From the very same article you posted:



Samuels said at a tax forum in February that GE needs a tax system that will let it compete effectively with such giant, foreign-based multinationals as Mitsubishi, Siemens and Phillips. However, their effective tax rates for earnings purposes last year were 40 percent, 31 percent and 26 percent, respectively, compared with 7 percent for GE. (GE says its tax rate has been artificially low in past years and will rise.)




The company says it’s not getting any refund for 2010 — validating Outslay’s analysis. Its 2010 tax situation? “We expect to have a small U.S. income tax liability for 2010,” said Gary Sheffer, GE’s chief spokesman. How big is small? GE declined to say.


Another interesting fact, the numbers they handed over to the IRS don't match those in shareholder reports

Also, another tactic they use is to accrue losses in the US that were really generated abroad. Taht way, their tax burden is lower...all it takes is some creative accounting. Hell, they say they need this to compete with other multinational companies, and in the very same sentence admit that their tax rate is only around 25% of it's closest competitor. Hell, against another competitor, it's only 16%

And lastly, the government allows them to DEFER TAXES generated abroad INDEFINITELY!!


reply posted on 13-8-2011 @ 01:23 AM by ThePublicEnemyNo1
reply to post by gorgi



The word I should have used for the FDIC is independent, not private...thanks for the clarification.


reply posted on 13-8-2011 @ 12:41 PM by EarthCitizen07
With a 14 trillion dollar deficit its quite amazing the USA was able to maintain a triple A rating for so long. Then throw in the hypocritical republican tantrums to cut spending by cutting down on social security payments, eventhough republicans spend two to three times as much democrat administrations(provable by GAO documents), and what happened was nothing of a suprise. Just demoralizing and aggraviting for people who have maxed out their social security trust fund and now are threatened by the republicans.

Clinton was the last sensible president to balance the budget and did not need to borrow a dime. I agree we need to reduce the deficit but the question becomes what is the best tolerable option. The timing is really bad since people are suffering from unemployment and thus governement is unable to collect the appropriate taxes. George Bush Jr gave lots of tax breaks to the wealthy elite and combined with the banker bailouts, increase in beauracracy via the patriot act (including increased spending for counter-terrorism) and the foreign wars in iraq, afghanistan and libya we are in dire straights.

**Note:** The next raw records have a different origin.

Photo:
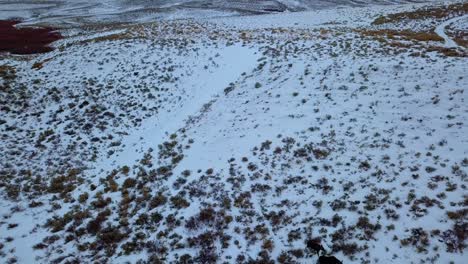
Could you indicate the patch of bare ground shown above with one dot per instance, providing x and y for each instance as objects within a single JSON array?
[{"x": 424, "y": 13}]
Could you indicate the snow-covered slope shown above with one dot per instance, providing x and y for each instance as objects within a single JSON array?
[{"x": 231, "y": 140}]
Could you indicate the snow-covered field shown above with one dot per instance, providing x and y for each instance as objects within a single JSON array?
[{"x": 234, "y": 140}]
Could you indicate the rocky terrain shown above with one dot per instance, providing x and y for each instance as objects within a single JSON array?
[{"x": 236, "y": 139}]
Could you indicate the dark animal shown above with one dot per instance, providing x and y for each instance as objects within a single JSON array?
[
  {"x": 315, "y": 246},
  {"x": 328, "y": 260}
]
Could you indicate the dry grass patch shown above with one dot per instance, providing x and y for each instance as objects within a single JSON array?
[{"x": 423, "y": 13}]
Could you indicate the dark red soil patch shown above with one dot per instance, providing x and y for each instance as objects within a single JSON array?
[{"x": 26, "y": 40}]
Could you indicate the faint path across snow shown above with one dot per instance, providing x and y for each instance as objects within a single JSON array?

The government has no choice but to keep raising the debt ceiling for as long as it takes to get the economy back on track and all the other glitches worked out. To be honest I don't see us getting out of this global recession anytime soon since most of the policies do NOT make sense; no tariffs on imports and the illegal mexican immigration crisis are driving the wages way down and jobs are getting more and more scarce. Clearly something is wrong with the whole system; they want globalisation at all costs for reasons we can only speculate on.